Flink Development Platform: Apache Zeppelin — (Part 1). Get Started

5 min readMar 30, 2020

Introduction

In Apache Zeppelin 0.9, we redesign flink interpreter to support the latest version of Flink. Now only Flink 1.10+ is supported in Zeppelin, old version of Flink won’t work. I will write a series of blogs about how to use flink on Zeppelin, this is Part 1 which is about how to set up flink on Zeppelin and run a basic wordcount program in 3 different execution modes.

Prerequisites

Download 0.9.0-SNAPSHOT from this google driver link (Because when I write this blog, 0.9.0 is not still released yet, it is close to be released)
Download Flink 1.10 for scala 2.11 (Only scala-2.11 is supported, scala-2.12 is not supported yet in Zeppelin)
Copy flink-python_2.11–1.10.0.jar from flink opt folder to flink lib folder (it is used by pyflink which is supported in Zeppelin)

Start Zeppelin

After you download zeppelin, you can run the following command to start zeppelin

bin/zeppelin-daemon.sh start

By default, zeppelin server listens at address localhost:8080, so you can open your browser and go to http://localhost:8080, then you will see Zeppelin home page as following

By default, Zeppelin listens at address 127.0.0.1, so you can not access it remotely. If you want to access it remotely, you need to make following changes in zeppelin-site.xml.

Copy conf/zeppelin-site.xml.template to conf/zeppelin-site.xml
Change property zeppelin.server.addrto be 0.0.0.0
Restart zeppelin by running command: bin/zeppelin-daemon.sh restart

And you can change zeppelin.server.port to another port if 8080 is used by other processes.

Configure Flink Interpreter

The next thing is go to interpreter setting page, and configure flink interpreter. There’re many properties that you can set in flink interpreter, but now we only want to run wordcount in local mode, so the only property you need to set is FLINK_HOME . You need to set it to the location where your flink 1.10 is installed.

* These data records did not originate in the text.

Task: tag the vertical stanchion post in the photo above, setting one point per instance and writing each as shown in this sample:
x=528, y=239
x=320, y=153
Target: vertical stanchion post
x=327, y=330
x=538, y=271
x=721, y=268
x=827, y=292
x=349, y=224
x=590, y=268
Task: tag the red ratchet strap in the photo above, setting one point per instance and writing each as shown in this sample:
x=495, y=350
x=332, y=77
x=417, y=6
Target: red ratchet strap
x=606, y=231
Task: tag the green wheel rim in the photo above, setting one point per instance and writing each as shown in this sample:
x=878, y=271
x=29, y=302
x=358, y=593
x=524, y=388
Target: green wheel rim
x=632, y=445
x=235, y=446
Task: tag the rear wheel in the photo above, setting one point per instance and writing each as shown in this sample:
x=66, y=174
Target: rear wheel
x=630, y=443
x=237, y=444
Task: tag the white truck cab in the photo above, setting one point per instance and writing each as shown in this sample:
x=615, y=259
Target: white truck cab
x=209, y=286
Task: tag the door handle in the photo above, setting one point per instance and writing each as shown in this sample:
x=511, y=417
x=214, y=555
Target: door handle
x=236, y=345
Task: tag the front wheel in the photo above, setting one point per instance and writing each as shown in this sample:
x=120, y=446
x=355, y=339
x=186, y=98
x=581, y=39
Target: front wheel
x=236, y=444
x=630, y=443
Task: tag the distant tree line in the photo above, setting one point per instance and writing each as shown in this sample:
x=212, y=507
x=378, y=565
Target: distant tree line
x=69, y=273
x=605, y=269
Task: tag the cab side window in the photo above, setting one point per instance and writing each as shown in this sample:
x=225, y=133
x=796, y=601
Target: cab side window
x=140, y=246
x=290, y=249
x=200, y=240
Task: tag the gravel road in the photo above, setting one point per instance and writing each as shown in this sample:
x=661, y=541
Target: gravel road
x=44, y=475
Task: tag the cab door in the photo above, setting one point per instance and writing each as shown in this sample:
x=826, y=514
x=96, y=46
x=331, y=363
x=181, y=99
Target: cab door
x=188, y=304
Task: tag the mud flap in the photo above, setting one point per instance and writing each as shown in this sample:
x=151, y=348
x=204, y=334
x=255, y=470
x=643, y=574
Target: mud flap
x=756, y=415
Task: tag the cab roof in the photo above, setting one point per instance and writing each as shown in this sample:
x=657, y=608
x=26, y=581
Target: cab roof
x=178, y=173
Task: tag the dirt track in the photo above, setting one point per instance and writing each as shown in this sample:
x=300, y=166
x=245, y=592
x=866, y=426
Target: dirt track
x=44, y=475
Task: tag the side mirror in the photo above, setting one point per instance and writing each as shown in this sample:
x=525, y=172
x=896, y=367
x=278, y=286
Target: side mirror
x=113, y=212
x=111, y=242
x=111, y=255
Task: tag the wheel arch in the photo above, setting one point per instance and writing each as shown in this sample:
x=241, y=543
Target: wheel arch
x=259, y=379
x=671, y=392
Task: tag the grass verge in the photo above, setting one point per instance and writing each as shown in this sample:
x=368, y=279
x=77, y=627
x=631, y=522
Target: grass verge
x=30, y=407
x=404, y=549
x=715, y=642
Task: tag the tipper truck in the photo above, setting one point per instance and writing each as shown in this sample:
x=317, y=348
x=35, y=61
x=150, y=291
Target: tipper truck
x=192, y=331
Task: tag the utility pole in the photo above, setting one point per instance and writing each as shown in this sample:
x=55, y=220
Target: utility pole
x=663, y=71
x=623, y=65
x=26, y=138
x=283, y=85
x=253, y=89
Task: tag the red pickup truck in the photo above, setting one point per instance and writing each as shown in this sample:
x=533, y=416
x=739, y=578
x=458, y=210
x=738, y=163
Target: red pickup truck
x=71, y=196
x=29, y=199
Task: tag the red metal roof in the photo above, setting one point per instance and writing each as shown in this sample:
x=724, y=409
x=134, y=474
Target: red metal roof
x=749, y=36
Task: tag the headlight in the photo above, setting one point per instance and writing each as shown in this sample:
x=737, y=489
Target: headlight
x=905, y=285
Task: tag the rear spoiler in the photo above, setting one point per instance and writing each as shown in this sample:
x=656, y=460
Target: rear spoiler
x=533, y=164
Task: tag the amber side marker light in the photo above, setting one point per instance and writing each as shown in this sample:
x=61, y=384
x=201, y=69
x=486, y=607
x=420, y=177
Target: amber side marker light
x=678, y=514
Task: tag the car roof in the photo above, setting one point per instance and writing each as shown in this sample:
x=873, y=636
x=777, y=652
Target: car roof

Here’s the screenshot of my setting.

Running WordCount

After you setup everything above, you can open the tutorial note Flink Basic which is included in Zeppelin to run wordcount to verify whether flink interpreter can work on Zeppelin properly. Here’s 2 screenshots of running wordcount in batch and streaming mode.

You can not only see the flink job output in Zeppelin frontend, but also there’s one job link on the top right which point to the flink job url on flink web ui.

These 2 examples are written in scala. In Zeppelin you don’t need to create the entry point of flink program (ExecutionEnvironment, StreamExecutionEnvironment, BatchTableEnvironment, StreamTableEnvironment). Zeppelin will create them for users (users can use benv and senvdirectly in these 2 examples). Actually flink interperter will create a scala shell internally and create these entry point variables for you.

Supported Interpreters

Apache Flink is supported in Zeppelin with flink interpreter group which consists of below five interpreters.

That means you can write 3 main languages in flink in Zeppelin

Scala
Python (PyFlink)
SQL (Both batch & stream)

Configuration

The flink interpreter can be configured with properties as following. But you can also set other flink properties which are not listed in the table. For all the available flink properties, refer to this link.

Execution Mode

Flink in Zeppelin supports 3 execution modes (flink.exeuction.mode):

Local
Remote
Yarn

Run Flink in Local Mode

Running Flink in local mode will start a MiniCluster in local JVM. By default, the local MiniCluster use port 8081, so make sure this port is available in your machine, otherwise you can configure rest.port to specify another port (To be noticed, standalone flink cluster will use 8081 in job manager, so if you happen to have a single node standalone cluster in your machine, you will fail to run local mode due to port conflicts).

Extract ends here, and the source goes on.